Les voyages des Cyclomigrateurs

Après trois mois enchanteurs passés à découvrir le Japon à vélos, nous voici en République de Chine, plus connue sous le nom de Taïwan. La capitale Taipei n’est qu’à une quarantaine de kilomètres de l’aéroport, ce qui fait passer par une sacrée montée mais ce sera une bonne entrée en matière pour cette île montagneuse. 

 

On perçoit vite les différences avec le Japon : Ici on roule à droite, les voitures archi-compactes sont remplacées par des modèles plus encombrants, les camions sont souvent vieux, il y a même des épaves sur le bord des routes. Il y a des chiens aussi, comme les épaves ils ne sont pas attachés, mais se contentent d’aboyer sans prendre la peine de nous courir après, alors ça va.

L’habitat est plus pauvre, il y a des déchets, des égouts nauséabonds, ça fait bizarre.
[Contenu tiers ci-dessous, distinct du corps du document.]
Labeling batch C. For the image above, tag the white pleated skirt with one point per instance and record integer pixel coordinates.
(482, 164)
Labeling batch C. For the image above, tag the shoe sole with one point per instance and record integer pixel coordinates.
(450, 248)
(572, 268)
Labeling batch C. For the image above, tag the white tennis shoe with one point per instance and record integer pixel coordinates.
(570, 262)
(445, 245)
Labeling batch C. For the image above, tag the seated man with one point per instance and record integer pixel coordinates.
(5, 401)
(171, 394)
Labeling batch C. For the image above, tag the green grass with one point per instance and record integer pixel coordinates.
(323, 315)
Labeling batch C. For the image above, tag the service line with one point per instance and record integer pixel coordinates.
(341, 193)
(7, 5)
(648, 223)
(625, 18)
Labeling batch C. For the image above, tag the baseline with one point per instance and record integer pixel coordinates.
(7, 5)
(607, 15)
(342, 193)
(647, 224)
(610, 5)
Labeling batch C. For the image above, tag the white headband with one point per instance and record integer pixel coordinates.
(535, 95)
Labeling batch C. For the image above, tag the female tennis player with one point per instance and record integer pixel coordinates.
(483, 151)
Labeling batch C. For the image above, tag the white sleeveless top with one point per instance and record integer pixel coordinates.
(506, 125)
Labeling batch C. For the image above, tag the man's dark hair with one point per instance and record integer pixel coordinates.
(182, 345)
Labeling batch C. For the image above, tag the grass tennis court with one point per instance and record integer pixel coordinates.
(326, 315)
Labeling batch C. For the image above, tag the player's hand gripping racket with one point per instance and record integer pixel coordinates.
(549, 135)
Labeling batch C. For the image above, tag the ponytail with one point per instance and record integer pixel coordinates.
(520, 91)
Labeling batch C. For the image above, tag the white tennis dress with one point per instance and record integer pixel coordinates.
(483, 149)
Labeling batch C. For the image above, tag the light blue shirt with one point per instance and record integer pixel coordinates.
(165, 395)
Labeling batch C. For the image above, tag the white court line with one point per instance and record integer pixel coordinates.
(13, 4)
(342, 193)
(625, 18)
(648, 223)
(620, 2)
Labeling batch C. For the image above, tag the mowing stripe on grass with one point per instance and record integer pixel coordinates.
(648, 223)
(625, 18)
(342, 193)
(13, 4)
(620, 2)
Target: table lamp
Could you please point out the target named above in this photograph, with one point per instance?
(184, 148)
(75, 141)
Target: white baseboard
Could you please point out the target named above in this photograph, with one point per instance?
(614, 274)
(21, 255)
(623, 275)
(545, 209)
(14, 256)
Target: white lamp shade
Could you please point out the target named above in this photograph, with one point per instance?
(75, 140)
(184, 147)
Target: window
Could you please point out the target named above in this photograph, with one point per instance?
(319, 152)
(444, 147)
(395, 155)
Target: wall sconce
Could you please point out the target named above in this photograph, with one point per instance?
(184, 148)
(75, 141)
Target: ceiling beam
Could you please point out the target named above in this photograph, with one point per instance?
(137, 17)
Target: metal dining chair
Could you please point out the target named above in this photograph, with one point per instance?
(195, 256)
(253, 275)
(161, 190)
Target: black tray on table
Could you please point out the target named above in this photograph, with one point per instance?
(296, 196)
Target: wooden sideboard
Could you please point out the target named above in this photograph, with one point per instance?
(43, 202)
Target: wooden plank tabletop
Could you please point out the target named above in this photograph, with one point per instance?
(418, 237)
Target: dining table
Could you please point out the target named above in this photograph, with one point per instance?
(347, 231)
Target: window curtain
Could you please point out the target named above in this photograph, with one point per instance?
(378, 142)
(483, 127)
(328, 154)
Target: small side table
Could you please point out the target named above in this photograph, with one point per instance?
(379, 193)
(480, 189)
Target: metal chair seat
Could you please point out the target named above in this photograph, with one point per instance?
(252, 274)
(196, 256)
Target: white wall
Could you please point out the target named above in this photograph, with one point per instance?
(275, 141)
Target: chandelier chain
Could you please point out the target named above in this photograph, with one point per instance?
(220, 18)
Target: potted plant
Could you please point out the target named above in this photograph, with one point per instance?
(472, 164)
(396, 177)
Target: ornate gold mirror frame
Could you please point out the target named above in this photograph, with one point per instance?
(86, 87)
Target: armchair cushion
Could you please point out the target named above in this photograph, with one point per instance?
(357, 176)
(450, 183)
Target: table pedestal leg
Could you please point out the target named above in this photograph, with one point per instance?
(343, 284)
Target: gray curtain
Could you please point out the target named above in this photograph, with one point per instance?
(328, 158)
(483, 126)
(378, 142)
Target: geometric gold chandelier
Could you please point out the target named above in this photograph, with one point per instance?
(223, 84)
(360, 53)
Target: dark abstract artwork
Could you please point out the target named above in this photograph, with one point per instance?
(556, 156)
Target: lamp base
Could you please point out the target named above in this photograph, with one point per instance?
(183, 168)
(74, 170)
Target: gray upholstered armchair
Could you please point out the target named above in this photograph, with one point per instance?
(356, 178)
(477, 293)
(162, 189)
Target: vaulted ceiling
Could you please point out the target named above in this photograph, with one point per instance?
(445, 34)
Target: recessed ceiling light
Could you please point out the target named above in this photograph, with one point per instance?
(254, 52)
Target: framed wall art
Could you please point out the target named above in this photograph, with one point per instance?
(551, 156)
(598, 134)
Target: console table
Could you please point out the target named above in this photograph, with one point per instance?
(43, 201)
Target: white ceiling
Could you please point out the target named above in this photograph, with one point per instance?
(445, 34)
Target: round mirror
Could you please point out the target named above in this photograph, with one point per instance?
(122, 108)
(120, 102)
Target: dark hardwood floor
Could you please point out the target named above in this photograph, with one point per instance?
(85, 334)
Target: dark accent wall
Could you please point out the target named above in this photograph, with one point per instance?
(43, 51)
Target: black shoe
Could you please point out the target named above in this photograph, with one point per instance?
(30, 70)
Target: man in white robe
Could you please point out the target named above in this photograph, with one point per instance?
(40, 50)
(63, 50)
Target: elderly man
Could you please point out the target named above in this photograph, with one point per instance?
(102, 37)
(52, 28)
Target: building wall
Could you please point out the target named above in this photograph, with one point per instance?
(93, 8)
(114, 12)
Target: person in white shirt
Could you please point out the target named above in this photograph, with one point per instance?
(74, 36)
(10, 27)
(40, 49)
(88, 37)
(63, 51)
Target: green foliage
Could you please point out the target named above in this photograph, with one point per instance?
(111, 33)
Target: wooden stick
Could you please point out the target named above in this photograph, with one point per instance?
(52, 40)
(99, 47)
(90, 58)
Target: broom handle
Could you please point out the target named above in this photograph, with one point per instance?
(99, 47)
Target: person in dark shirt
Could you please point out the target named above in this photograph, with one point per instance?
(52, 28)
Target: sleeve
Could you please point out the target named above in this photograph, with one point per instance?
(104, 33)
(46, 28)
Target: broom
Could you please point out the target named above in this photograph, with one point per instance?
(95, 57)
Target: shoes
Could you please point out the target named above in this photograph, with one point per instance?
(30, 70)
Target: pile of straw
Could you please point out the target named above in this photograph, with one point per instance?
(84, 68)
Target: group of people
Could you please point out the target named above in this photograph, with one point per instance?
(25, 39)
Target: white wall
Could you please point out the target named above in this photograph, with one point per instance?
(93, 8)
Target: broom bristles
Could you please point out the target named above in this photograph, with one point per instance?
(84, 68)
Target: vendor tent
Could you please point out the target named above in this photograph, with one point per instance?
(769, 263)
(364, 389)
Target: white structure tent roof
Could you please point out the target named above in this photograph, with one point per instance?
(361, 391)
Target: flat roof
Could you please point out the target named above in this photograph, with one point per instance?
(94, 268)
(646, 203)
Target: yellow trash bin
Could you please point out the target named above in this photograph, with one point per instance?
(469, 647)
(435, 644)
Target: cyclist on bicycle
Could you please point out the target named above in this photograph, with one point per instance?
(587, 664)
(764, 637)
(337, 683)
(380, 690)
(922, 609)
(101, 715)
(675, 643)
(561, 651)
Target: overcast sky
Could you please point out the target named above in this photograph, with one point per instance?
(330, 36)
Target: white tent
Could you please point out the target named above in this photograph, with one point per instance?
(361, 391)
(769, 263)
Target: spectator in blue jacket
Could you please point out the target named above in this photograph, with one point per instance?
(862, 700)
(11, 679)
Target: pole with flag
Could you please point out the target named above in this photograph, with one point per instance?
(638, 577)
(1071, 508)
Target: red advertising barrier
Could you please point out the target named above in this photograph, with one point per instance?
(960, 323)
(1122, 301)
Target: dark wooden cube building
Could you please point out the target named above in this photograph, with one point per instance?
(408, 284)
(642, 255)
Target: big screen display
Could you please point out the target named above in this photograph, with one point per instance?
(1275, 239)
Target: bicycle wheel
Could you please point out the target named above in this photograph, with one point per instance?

De jolis petits temples très colorés agrémentent les lieux. Les gens ont l’air très sympas, on reçoit des encouragements d’automobilistes et de scooters, lesquels sont très nombreux.

Welcome Taïwan !

Comme prévu ça monte bien vers Maoweiqi lorsqu’un type en scooter nous double rapidement (jusque là c’est normal), s’arrête un peu plus loin et nous attend avec un grand sourire et un sac (c’est déjà moins normal). Il nous avait repérés sur la route et a acheté en vitesse des canettes de boissons énergisantes pour nous aider à monter la côte. On discute comme on peut, il ne parle pas anglais à part pour dire « Welcome Taiwan », et au moment de se quitter il fourre dans la main d’Irène des dollars soigneusement pliés (là ce n’est plus normal du tout, on ne nous avait jamais fait ce coup là). Impossible de refuser, on sent qu’il serait offensé, il nous fait comprendre que c’est pour manger au kombini (supérette). Sur le coup on ne sait pas ce que représentent ces 1 100 $, il s’avère que c’est 31 €, imaginez-vous un Français donner ça spontanément à des inconnus sur la route ? 

 

Avec un sacré vent de face, sur cette côte raide on a l’impression de ne pas avancer, la boisson énergisante ne fait pas de miracles. Soudain revoilà notre bienfaiteur qui nous re-double (c’est un redoublant !) et re-tend un autre sac avec cette fois-ci deux oranges et deux pommes. Pour le remercier, Irène le force à accepter son bracelet, lequel lui avait été offert par une marchande du cap Manzamo, au Japon. Les cadeaux sont comme la gentillesse, sans frontière.

Taipei

Sept millions d’habitants, des tours et immeubles très serrés, certains ressemblent à des nids à courants d’air. Partout des scooters, les adultes portent des casques mais pas tous les enfants, les chiens non plus. La courtoisie japonaise n’est plus de mise, on dirait que le plus fort passe mais c’est sans agressivité et les feux sont bien respectés. Les avenues sont larges, du coup ça roule bien, on progresse sans difficulté.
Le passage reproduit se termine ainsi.